Be sure to check the box that we have circled in red - "Always use the selected program to open this kind of file."

You can test this using the Launch button at the bottom of this page.

Not to worry! If the configuration has not been specified, your browser will display the text of SAS program in a new window. All you need to do is copy and paste the text of this SAS program file into your SAS Program Editor window.

Configuring your computer to do this automatically provides convenience, but you always should have access to the text of the SAS program itself.


Datasets are presented within the context of the lesson, usually found within the narrative of an example as regular links. The links are the text or data files where the data is stored. Data files typically include the file extension .txt and will open in a new window when clicked.

If you want to download and save this file to a specific location on your computer, right-click the link and select the Save Link As option (see right). A Save dialog box will be displayed and allow you to save the text file to the location you choose on your computer. Try doing it with this data set: dogs.txt.

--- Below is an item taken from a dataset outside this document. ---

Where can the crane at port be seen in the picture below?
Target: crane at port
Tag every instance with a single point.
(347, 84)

Free SAS eLearning Resources

For Educators:

SAS provides free e-learning and training resources for professors through the SAS Educator Portal. To access these resources, educators need to create a SAS Profile using their .EDU email address. This profile will enable them to request access to the SAS Educator Portal and take advantage of its offerings.

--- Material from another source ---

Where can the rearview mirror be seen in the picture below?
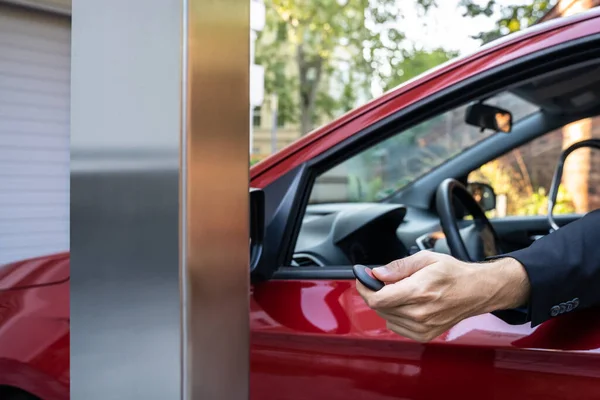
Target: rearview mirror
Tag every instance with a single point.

The SAS Educator Portal is designed specifically for professors, providing them with access to a wide range of SAS resources. The wealth of resources are provided to support educators in teaching SAS to their students.

For Students:

SAS offers free e-learning and training resources for students through the SAS Skill Builder Portal. To access these resources, students must create a SAS Profile using their .EDU email address. Once they have created a profile, they can request access to the SAS Skill Builder Portal and start learning SAS.

The SAS Skill Builder Portal is designed to help students build their SAS skills and knowledge. It offers a range of resources designed so students can gain the skills they need to succeed in their academic and professional careers.




What is SPSS?

According to the SPSS website:

"The IBM SPSS® software platform offers advanced statistical analysis, a vast library of machine-learning algorithms, text analysis, open-source extensibility, integration with big data and seamless deployment into applications. Its ease of use, flexibility and scalability make IBM SPSS accessible to users with all skill levels and outfits projects of all sizes and complexity to help you and your organization to find new opportunities, improve efficiency and minimize risk."

Obtaining a copy of the SPSS applications

See the Statistical Software page for information regarding obtaining a copy of SPSS. Please note that the SPSS Student License and Media expires annually in August.